İstanbul'da ciddi bir sinek ve sivrisinek problemi yaşandığını söyleyen Başkan Yılmaz, "Yaz aylarında İstanbul'un yaşadığı en önemli problemlerinden bir tanesi de sivrisinek. Ne demiştik? Anlayana sivrisinek saz, anlamayana davul zurna az! İstanbul'da biraz önce grup başkanvekilleri ile sohbet ediyorduk. Bir arkadaşımız, '70'li yıllarda bu sinek vs. problemi çok vardı ama şu son 2-3 yıldır İstanbul'da hiç olmadığı kadar sinek problemi ve sinek şikâyeti var. Bizim vatandaşa hizmet verdiğimiz telefonlardan gelen şikâyetlerin neredeyse yüzde 70'i sivrisinek ve sinekle ilgili şikâyetler. Özellikle de daha çok tarımsal hayvancılığın yapıldığı, su havzalarının bulunduğu, derelerin bulunduğu Çatalca, Silivri, Şile gibi ilçelerde yemin ediyorum ne kapı açılabiliyor ne bahçeye çıkılabiliyor ne de balkona çıkılabiliyor. Bu sinekle mücadele İBB'nin işi. Bütçe İBB'nin bütçesi; ekip, ekipman, araç, gereç, personel İBB'de var. İlçe belediyelerinde böyle bir ekip, ekipman, araç, gereç, personel yok. Ama vatandaş bana sorduğunda ve ben bunları anlattığımızda 'Başkanım ben seni tanırım lütfen Silivri'yi ilaçla' diyorlar.
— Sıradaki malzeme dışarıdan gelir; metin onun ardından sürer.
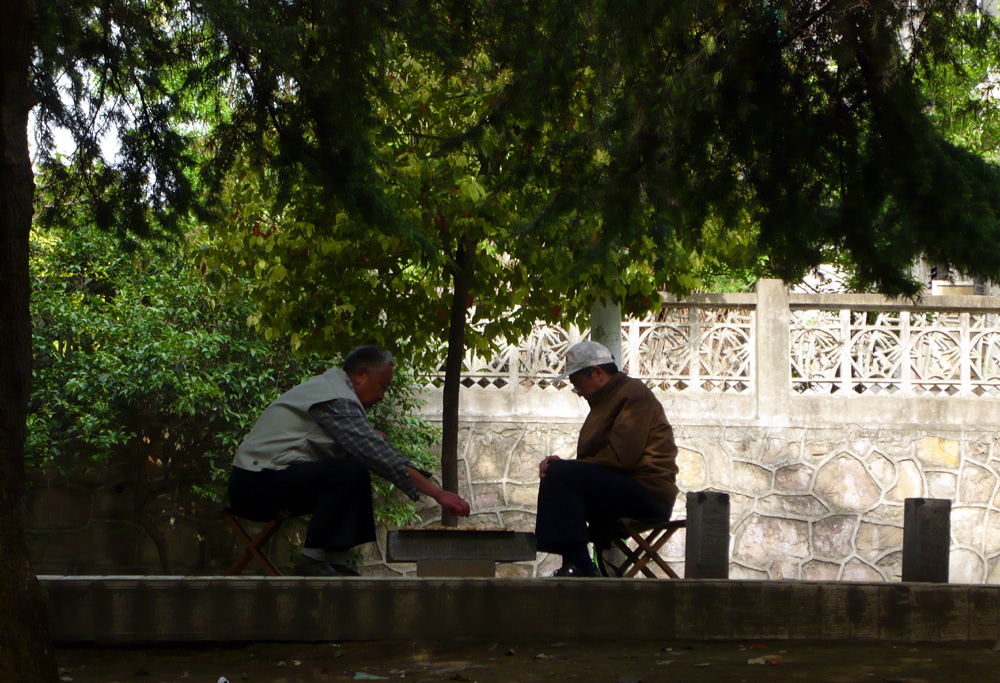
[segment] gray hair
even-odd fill
[[[361,368],[381,370],[387,366],[395,366],[396,361],[392,354],[381,346],[359,346],[347,354],[344,359],[344,372],[353,375]]]

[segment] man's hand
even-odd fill
[[[459,517],[468,517],[469,513],[472,511],[472,508],[460,495],[452,493],[451,491],[445,491],[442,489],[441,493],[434,496],[434,500],[436,500],[442,508],[455,513]]]
[[[550,455],[538,464],[538,480],[545,481],[545,470],[549,469],[549,463],[554,460],[562,460],[558,455]]]
[[[465,500],[462,499],[462,496],[457,493],[452,493],[451,491],[445,491],[443,488],[409,465],[406,466],[406,469],[410,473],[410,479],[413,480],[413,485],[416,486],[417,490],[422,494],[430,496],[434,499],[434,502],[442,508],[455,513],[459,517],[469,516],[472,508],[465,502]]]

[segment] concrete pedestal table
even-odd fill
[[[417,576],[496,576],[497,562],[535,559],[535,535],[457,527],[390,531],[386,560],[416,562]]]

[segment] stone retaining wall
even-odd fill
[[[995,432],[906,428],[767,429],[684,425],[674,420],[682,491],[731,496],[733,578],[898,581],[903,500],[948,498],[952,582],[1000,583],[1000,439]],[[472,504],[469,524],[534,528],[537,466],[547,455],[571,455],[578,423],[464,422],[461,488]],[[232,534],[215,505],[183,490],[165,496],[167,516],[143,521],[133,512],[127,479],[53,480],[28,493],[29,542],[46,574],[162,574],[154,538],[167,549],[170,573],[214,574],[235,556]],[[683,496],[675,516],[683,516]],[[422,504],[425,523],[437,521]],[[293,520],[272,545],[289,566],[303,525]],[[410,574],[386,566],[384,530],[366,548],[366,574]],[[684,537],[666,555],[683,567]],[[553,560],[502,566],[504,576],[545,573]],[[248,570],[253,571],[253,570]],[[682,574],[683,575],[683,574]]]
[[[571,455],[570,424],[466,424],[475,522],[531,530],[537,465]],[[950,577],[1000,583],[1000,446],[990,432],[675,425],[682,491],[730,494],[730,576],[899,581],[903,501],[953,501]],[[683,495],[675,516],[684,515]],[[665,555],[680,569],[684,537]],[[546,567],[547,568],[547,567]]]
[[[28,547],[40,574],[215,574],[235,557],[217,509],[191,473],[113,466],[64,476],[29,473]]]
[[[57,643],[610,638],[992,644],[1000,635],[1000,589],[992,586],[134,576],[42,577],[42,585]]]

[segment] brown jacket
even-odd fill
[[[590,399],[576,458],[627,474],[664,502],[677,497],[674,430],[649,387],[624,372]]]

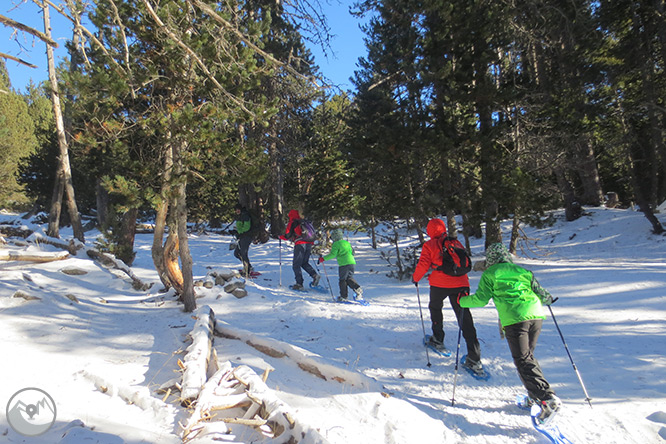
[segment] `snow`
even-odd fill
[[[666,237],[651,234],[644,216],[632,210],[586,208],[569,223],[561,211],[554,216],[551,227],[525,227],[529,248],[516,262],[560,298],[553,313],[592,398],[590,407],[548,316],[536,355],[564,402],[560,427],[576,443],[663,443]],[[666,223],[666,215],[657,216]],[[1,214],[0,222],[7,221],[43,233],[17,215]],[[507,222],[507,240],[509,229]],[[64,240],[71,238],[67,229],[61,231]],[[258,375],[272,369],[266,385],[303,427],[317,431],[303,443],[545,443],[529,416],[513,405],[524,389],[499,337],[494,307],[472,311],[492,377],[477,381],[459,373],[452,406],[458,333],[453,311],[445,304],[445,342],[453,356],[426,356],[416,288],[387,277],[387,263],[365,233],[346,235],[370,306],[289,290],[292,247],[283,243],[280,264],[276,241],[250,247],[262,275],[247,283],[247,297],[236,298],[220,285],[198,287],[197,304],[213,310],[217,332],[223,333],[213,344],[219,362],[248,366]],[[87,233],[88,247],[94,237]],[[230,242],[217,234],[190,236],[197,280],[212,270],[240,267]],[[416,242],[411,233],[401,246]],[[195,318],[182,311],[172,292],[159,292],[151,243],[151,235],[137,236],[132,272],[154,282],[143,292],[132,288],[126,273],[104,268],[83,252],[49,263],[0,262],[0,442],[181,442],[189,413],[177,395],[165,397],[157,389],[180,376],[178,361],[190,346]],[[473,260],[482,260],[483,240],[473,239],[472,247]],[[11,242],[0,250],[58,251]],[[319,266],[321,284],[332,284],[337,294],[335,262],[325,267],[327,276]],[[480,276],[470,274],[472,291]],[[40,299],[12,297],[17,290]],[[430,333],[426,281],[419,292]],[[261,353],[262,345],[279,353]],[[26,387],[46,391],[57,406],[55,424],[38,437],[18,434],[6,417],[11,396]],[[269,442],[229,427],[234,437],[227,442]]]

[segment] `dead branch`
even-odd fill
[[[2,57],[4,59],[13,60],[15,62],[18,62],[18,63],[22,64],[22,65],[28,66],[30,68],[37,68],[37,65],[33,65],[32,63],[26,62],[25,60],[19,59],[18,57],[14,57],[12,55],[5,54],[4,52],[0,52],[0,57]]]
[[[34,1],[34,0],[33,0],[33,1]],[[67,14],[67,12],[65,12],[65,8],[64,8],[64,7],[62,7],[62,6],[58,6],[58,5],[54,4],[52,1],[50,1],[50,0],[43,0],[43,1],[44,1],[44,3],[46,3],[47,5],[51,6],[53,9],[55,9],[56,11],[58,11],[58,13],[60,13],[60,15],[62,15],[62,16],[65,17],[67,20],[69,20],[70,22],[72,22],[72,23],[74,24],[74,26],[76,27],[77,30],[83,31],[83,33],[84,33],[85,35],[87,35],[88,38],[89,38],[90,40],[92,40],[92,41],[95,43],[95,45],[96,45],[96,46],[97,46],[97,47],[98,47],[98,48],[104,53],[104,55],[106,55],[106,56],[108,57],[109,61],[113,64],[113,66],[116,67],[117,69],[119,69],[120,71],[122,71],[120,74],[125,75],[125,76],[127,75],[127,71],[125,71],[125,69],[124,69],[124,68],[123,68],[118,62],[116,62],[116,60],[111,56],[111,54],[109,54],[109,52],[106,50],[106,48],[104,47],[104,45],[102,44],[102,42],[100,42],[99,39],[98,39],[97,37],[95,37],[95,35],[94,35],[92,32],[90,32],[85,26],[81,26],[80,23],[77,23],[77,20],[75,20],[74,18],[70,17],[70,16]]]
[[[152,283],[146,284],[141,279],[136,277],[136,275],[132,272],[132,270],[122,263],[122,261],[119,261],[118,259],[114,258],[112,255],[107,254],[107,253],[102,253],[101,251],[97,251],[95,249],[89,248],[86,250],[86,254],[91,258],[94,259],[98,262],[100,262],[102,265],[104,265],[107,268],[113,268],[116,270],[120,270],[123,273],[125,273],[129,278],[132,280],[132,288],[138,291],[146,291],[150,287],[152,287]]]
[[[58,47],[58,42],[53,40],[52,38],[48,37],[46,34],[44,34],[41,31],[36,30],[35,28],[31,28],[30,26],[24,25],[21,22],[17,22],[16,20],[12,20],[9,17],[5,17],[4,15],[0,15],[0,23],[2,23],[5,26],[8,26],[10,28],[18,29],[24,32],[27,32],[28,34],[32,34],[47,45],[53,46],[54,48]]]

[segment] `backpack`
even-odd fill
[[[296,236],[296,227],[301,227],[301,235]],[[291,233],[296,236],[297,241],[314,242],[317,240],[317,230],[312,226],[312,222],[307,219],[294,219],[291,227]]]
[[[463,276],[472,269],[472,260],[458,239],[445,237],[440,255],[442,265],[435,268],[437,271],[449,276]]]

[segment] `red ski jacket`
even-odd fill
[[[441,219],[431,219],[428,222],[427,230],[430,239],[423,244],[421,249],[421,257],[416,264],[416,269],[412,275],[412,280],[418,282],[423,276],[432,269],[428,282],[431,287],[439,288],[458,288],[469,287],[469,278],[467,275],[463,276],[449,276],[448,274],[437,271],[435,268],[442,265],[442,241],[446,237],[446,224]]]

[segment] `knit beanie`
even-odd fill
[[[339,228],[336,228],[335,230],[331,231],[331,239],[333,239],[333,242],[339,241],[342,239],[342,230]]]
[[[499,264],[500,262],[513,263],[511,253],[501,243],[492,244],[486,249],[486,267]]]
Daha önce de teklif etmiştim gelin şöyle yapalım. Sizi büyük bir dertten kurtarayım. Böylece hem ağustos böcekleri rahat etsin, çalışmasın hem de İstanbul'u sivrisinek ve sinek derdinden kurtaralım. Lütfen İBB sinekle, uçkunla mücadele işini ilçe belediyelerine devretsin. Bütçesiyle beraber bizlere devretsin. 25 tane Cumhur İttifakı belediyesi var. Bu işi devredin ve bu belediyelerden sinek, uçkun şikâyeti geliyor mu gelmiyor mu görün. Bu ciddi bir konu. Bakın yalnızca bizi rahatsız etmekle kalmıyor; sinek ısırmasıyla yoğun bakıma giden yavrularımız, çocuklarımız var. Ciddi bir sağlık problemi bu. Siz uçkunla larva döneminde yatakları tespit edip doğru zamanda doğru ilaçlama yöntemiyle mücadele etmezseniz, araçlarla geçip görüntü yapıp havaya ilaç sıkmanız bir şey ifade etmez. Onun için bu dertten İstanbulluyu kurtaralım, bu dertten sizi kurtaralım. Siz çalışmayın, biz çalışalım; uçkunla, sinekle mücadele görevinizi, yetkinizi, sorumluluğunuzu, bütçenizi ilçe belediyelerine devredin, bu işin nasıl yapılacağını biz size gösterelim." ifadelerini kullanarak konuşmasını sonlandırdı.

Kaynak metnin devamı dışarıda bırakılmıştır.